En el mundo al revés de la ideología, el capital se define como la acumulación de objetos, la tecnología como el conjunto de instrumentos y procedimientos necesarios para aplicarlos y cambiar el entorno. Desde este punto de vista, la tecnología se equipara a la técnica en general, que es, por supuesto, parte integrante del proceso de humanización. La propia idea de que puede participar en procesos de explotación y dominación, específicos de determinados períodos de la historia, queda evacuada. Pero la tecnología no es simplemente un sistema de instrumentos tal y como lo representa la ideología tecnicista. Es una de las formas de actividad de la sociedad, uno de los modos de asociación de los individuos situados en unas condiciones determinadas, las del sistema capitalista. Todas las sociedades humanas utilizan medios que corresponden a sus objetivos, que no siempre son muy nobles, como lo demuestra la aparición, muy temprana en la historia, de las armas de guerra. Pero, con la tecnología, el capitalismo tiene su propio sistema técnico global, sin el cual es imposible la acumulación excesiva de mercancías y la subordinación general de los individuos que requiere. Por eso, desde los albores de la industrialización, la tecnología es una de las armas de guerra privilegiadas que utiliza para doblegar la resistencia y las revueltas de los condenados de la Tierra.

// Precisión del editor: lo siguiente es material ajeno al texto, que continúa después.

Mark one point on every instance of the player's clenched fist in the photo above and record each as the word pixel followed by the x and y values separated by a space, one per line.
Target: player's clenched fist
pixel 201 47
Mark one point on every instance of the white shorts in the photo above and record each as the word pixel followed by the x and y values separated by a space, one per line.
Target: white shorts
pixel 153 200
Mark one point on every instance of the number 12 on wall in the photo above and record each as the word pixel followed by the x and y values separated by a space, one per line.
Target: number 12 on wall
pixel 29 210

La tecnología no sólo participa en la mercantilización de la actividad humana propia del mundo de la mercancía, sino que permite que ésta tome forma, invada todas las esferas de la sociedad y reduzca la vida misma a la condición de instrumento. El papel de la tecnología no es ni mucho menos secundario. Ahora es central. Es uno de los pilares de la dominación modernizada, una de las principales expresiones de su evolución global, cada vez más inestable, sacudida por crisis y catástrofes de todo tipo. El poder que adquiere no sólo depende del poder de la mercancía en general. Tiende a hacerse autónomo y a modelar el mundo a su imagen y semejanza, como demuestran los últimos avances de la biotecnología. No hay ningún ámbito de la vida en la sociedad que no lleve su impronta. La propia política, antaño dominio de la maquiavélica raison d'état, se parece cada vez más a la pesadilla de Saint-Simon, quien, como buen tecnócrata, previó el advenimiento de "la simple administración de las cosas" en lugar del "gobierno de los hombres".

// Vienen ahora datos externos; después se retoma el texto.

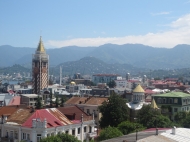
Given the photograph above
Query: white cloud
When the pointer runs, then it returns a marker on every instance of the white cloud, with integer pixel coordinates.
(161, 13)
(178, 34)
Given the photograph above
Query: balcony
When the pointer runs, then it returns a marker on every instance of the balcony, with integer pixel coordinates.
(93, 134)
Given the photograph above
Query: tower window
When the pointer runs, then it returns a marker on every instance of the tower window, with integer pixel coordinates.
(44, 64)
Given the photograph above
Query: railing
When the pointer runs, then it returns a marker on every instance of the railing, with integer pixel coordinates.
(93, 134)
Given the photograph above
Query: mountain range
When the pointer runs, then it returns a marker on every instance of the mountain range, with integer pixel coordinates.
(137, 55)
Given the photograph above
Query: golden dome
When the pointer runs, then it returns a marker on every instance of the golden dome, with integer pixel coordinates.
(138, 89)
(73, 83)
(41, 46)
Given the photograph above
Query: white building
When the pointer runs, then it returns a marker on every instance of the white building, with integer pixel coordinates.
(32, 125)
(105, 78)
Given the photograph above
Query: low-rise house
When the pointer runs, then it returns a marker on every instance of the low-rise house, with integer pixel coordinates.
(21, 123)
(105, 78)
(88, 104)
(29, 99)
(172, 102)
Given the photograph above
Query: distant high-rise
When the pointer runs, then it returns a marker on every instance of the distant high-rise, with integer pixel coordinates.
(40, 68)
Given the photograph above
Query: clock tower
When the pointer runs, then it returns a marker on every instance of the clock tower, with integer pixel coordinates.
(40, 68)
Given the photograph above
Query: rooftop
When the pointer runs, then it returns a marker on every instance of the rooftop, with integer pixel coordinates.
(106, 75)
(138, 89)
(173, 94)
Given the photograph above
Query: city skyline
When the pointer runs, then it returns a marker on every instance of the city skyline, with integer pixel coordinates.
(94, 23)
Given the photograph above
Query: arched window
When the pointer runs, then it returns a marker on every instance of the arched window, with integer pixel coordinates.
(171, 101)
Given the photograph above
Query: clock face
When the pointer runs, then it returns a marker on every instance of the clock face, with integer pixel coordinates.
(36, 70)
(44, 70)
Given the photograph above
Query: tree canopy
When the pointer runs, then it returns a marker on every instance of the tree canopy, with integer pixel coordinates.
(108, 133)
(112, 84)
(38, 103)
(127, 127)
(60, 138)
(114, 111)
(150, 118)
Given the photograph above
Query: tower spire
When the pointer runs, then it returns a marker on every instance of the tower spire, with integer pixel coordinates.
(41, 46)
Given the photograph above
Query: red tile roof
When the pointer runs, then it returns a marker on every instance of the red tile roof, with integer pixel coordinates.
(96, 101)
(7, 110)
(15, 101)
(41, 114)
(59, 116)
(75, 112)
(76, 100)
(106, 75)
(148, 91)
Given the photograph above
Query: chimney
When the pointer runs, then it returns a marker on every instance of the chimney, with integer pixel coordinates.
(174, 130)
(33, 123)
(45, 123)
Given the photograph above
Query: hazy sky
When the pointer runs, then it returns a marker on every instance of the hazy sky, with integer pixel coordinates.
(158, 23)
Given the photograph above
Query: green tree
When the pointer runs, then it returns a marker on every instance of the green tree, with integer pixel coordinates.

El ideal de la ideología tecnocrática es como la prisión cibernetizada, un mundo artificial y cerrado en el que la naturaleza, sede de una evolución a la vez transitoria e imprevisible, ha desaparecido, un mundo poblado por prisioneros lobotomizados a los que se les ha quitado hasta el gusto por escapar. Una de las principales victorias de la tecnología es, sin duda, haber conseguido que esas representaciones paralizantes sean una de las causas de la subordinación de la masa de ciudadanos. En los Estados más industrializados, aceptan que los problemas sociales se reduzcan a la dimensión de los problemas tecnológicos. Y así, la tecnología ofrece supuestas soluciones a los desastres que ayuda a crear. Se ha convertido en algo indispensable.

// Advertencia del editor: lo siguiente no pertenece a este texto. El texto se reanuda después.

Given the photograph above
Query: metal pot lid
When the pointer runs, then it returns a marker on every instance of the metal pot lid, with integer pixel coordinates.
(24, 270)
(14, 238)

Por otro lado, la tecnología no ha alcanzado el grado ideal de potenciación y ubicuidad que permitiría definir a la sociedad modernizada como una "sociedad industrial". En otras palabras, a pesar del progreso de la alienación, es incapaz de realizar plenamente la tendencia de la mercancía a reificar el mundo. Desde la aparición del capitalismo industrial, las principales etapas de la industrialización han dependido de grandes innovaciones tecnológicas. Pero nunca son simplemente el resultado de etapas anteriores de su evolución, ni siquiera de la evolución general del sistema capitalista. Están marcadas, tanto en su contenido como en su forma, por una serie de factores, en particular por las resistencias, las revueltas, las revoluciones, que aparecen dentro del propio sistema, contra él, y que a veces tienden incluso a destruirlo. Las épocas en las que la tecnología parece más autónoma son las que siguen a períodos de malestar que la dominación ha superado. A continuación, desempeña el papel de albacea testamentario de los límites de quienes lo cuestionan. En este sentido, la tecnología actual, a pesar de su enorme inercia, ha recuperado las críticas incompletas de los años setenta, críticas que se limitaban a rechazar las formas pesadas y centralizadas del sistema tecnológico, con el telón de fondo del taylorismo, que dominaba entonces de forma indiscutible, y sus ilusiones sobre las virtudes de los sistemas tecnológicos descentralizados y de bolsillo según el adagio: "Lo pequeño es hermoso".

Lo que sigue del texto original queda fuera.